More computing power. The algorithms that discover patterns require enormous computational resources. A calculation that would have taken years in 1990 now takes minutes. Graphics processing units (GPUs), originally designed for video games, turned out to be exceptionally good at the matrix operations that machine learning requires.
Better algorithms. Researchers have developed more sophisticated techniques for finding patterns, particularly in complex data like images, text, and speech. Deep learning represents a significant algorithmic advance that has enabled applications previously thought impossible.
These three factors feed on each other. More data justifies investment in better algorithms and hardware. Better hardware makes it practical to work with more data. Better algorithms extract more value from both.
Machine Learning in Finance
Instead of just listing a lot of applications, let's look at one in detail: credit risk modelling.
Traditional credit scoring uses a fixed formula. The FICO score, for example, weights five factors: payment history (35%), amounts owed (30%), length of credit history (15%), new credit (10%), and credit mix (10%). This formula was developed by statisticians analyzing historical data, then fixed and applied uniformly.
Machine learning approaches credit risk differently. Instead of a fixed formula, the algorithm continuously learns from new data. It might discover that the relationship between debt and default risk is different for different income levels, or that certain spending patterns in transaction data predict default better than traditional credit bureau data.
traditional-vs-ml-credit-scoring.png
The advantages are significant. Machine learning models can incorporate hundreds of variables and find complex interactions between them. They can adapt as economic conditions change. Patterns that predicted default in 2019 may differ from patterns that predict default in 2024. They can potentially extend credit to people who would be rejected by traditional scoring but who the data suggests are actually good risks.

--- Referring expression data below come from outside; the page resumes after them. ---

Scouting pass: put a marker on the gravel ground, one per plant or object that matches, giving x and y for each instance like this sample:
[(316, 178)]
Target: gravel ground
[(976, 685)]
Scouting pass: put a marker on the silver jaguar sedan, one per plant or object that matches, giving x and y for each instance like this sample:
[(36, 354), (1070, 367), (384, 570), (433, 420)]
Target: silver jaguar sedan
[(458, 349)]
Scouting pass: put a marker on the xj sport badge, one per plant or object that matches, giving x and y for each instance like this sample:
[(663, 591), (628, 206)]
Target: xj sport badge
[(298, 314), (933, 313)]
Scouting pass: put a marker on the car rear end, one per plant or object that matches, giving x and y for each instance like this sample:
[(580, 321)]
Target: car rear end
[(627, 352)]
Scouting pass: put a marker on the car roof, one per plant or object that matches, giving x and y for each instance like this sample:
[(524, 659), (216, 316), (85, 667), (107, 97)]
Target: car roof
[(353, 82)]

Machine learning models also have some limitations. These models can be opaque. It may be difficult to explain why a particular applicant was rejected. They can perpetuate or amplify biases present in historical data. They require careful validation to ensure they generalize to new data rather than just memorizing the training examples.
What Machine Learning Is Not
Given the hype surrounding machine learning, it is worth being explicit about what it is not.

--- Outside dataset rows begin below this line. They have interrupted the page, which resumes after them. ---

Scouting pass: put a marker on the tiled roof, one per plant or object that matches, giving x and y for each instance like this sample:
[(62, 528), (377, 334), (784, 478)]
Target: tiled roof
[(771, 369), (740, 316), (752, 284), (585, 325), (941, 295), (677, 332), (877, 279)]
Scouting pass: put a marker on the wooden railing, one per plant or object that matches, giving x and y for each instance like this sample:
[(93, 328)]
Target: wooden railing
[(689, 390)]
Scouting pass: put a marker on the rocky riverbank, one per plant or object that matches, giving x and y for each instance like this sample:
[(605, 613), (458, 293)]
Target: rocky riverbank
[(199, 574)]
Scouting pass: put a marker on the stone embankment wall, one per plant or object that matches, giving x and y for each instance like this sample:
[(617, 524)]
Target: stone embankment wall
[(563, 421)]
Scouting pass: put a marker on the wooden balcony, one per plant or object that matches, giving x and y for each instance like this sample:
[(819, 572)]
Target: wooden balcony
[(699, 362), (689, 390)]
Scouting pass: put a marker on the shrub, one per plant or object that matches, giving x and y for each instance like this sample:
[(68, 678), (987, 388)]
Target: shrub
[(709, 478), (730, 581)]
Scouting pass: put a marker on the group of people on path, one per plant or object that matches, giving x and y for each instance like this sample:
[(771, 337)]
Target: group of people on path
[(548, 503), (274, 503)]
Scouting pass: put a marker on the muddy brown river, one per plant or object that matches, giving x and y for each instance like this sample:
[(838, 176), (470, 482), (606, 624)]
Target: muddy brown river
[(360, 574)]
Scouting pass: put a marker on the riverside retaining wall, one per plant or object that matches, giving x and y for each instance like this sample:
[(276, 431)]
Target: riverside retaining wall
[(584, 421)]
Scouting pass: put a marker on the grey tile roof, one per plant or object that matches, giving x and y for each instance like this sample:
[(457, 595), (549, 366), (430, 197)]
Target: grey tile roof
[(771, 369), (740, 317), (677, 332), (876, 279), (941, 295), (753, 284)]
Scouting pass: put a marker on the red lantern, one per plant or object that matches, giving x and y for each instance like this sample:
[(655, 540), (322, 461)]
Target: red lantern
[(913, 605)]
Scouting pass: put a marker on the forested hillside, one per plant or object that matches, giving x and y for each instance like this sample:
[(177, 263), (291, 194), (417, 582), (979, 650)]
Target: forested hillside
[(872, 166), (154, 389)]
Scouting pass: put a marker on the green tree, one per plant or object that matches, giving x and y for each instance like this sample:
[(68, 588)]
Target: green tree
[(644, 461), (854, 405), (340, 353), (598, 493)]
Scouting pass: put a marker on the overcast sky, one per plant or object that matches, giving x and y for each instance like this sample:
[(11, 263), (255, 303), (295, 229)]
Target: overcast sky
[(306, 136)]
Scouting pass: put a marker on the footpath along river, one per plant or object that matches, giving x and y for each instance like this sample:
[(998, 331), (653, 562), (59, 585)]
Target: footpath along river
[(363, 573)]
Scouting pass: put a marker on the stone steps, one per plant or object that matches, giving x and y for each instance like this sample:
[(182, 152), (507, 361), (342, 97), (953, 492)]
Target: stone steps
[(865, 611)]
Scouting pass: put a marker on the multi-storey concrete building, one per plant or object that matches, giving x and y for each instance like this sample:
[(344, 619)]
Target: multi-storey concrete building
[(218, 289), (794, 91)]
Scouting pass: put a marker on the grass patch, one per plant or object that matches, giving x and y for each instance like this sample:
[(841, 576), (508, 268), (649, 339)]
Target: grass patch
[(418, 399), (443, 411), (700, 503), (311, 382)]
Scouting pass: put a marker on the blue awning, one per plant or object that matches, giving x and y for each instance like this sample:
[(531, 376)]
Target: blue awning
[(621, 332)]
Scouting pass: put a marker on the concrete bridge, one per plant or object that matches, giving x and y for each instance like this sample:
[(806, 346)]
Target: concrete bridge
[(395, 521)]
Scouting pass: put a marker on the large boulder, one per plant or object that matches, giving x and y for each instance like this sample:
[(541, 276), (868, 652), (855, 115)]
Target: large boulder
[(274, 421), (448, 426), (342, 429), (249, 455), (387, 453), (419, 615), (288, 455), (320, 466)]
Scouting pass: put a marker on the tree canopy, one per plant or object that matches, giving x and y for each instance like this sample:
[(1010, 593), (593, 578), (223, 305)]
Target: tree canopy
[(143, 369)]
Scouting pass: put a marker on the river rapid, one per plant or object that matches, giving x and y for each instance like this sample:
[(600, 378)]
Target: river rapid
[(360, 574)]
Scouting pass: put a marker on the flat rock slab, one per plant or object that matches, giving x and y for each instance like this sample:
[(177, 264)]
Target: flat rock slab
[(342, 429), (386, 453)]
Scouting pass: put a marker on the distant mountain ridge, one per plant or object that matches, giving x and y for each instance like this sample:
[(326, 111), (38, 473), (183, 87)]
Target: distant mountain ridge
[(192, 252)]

Machine learning is not artificial general intelligence. These systems do not "understand" anything in a meaningful sense. A fraud detection system does not know what fraud is. It has learned statistical associations between certain transaction features and the "fraud" label. When patterns change, the system must be retrained.
Machine learning is not infallible. If historical data contains biases, the model learns those biases. If the world changes and patterns shift, predictions become unreliable. A model trained on pre-2008 financial data would not have anticipated the patterns of the 2008 crisis.
Machine learning does not replace domain expertise. Someone must decide what problem to solve, what data to collect, what outcome to predict, and whether the predictions make sense. Machine learning is a tool that amplifies human expertise, not a replacement for it.
Related Terminology
There are a lot of words that are used in the same way as machine learning.
Data mining is the process of finding patterns in large sets of data. It is often used in business.
Predictive analytics focuses on making predictions and appears frequently in business intelligence.
Statistical learning emphasizes the statistical foundations and is common in academic settings.
For practical purposes, these fields address the same fundamental problem: learning patterns from data to make predictions or decisions.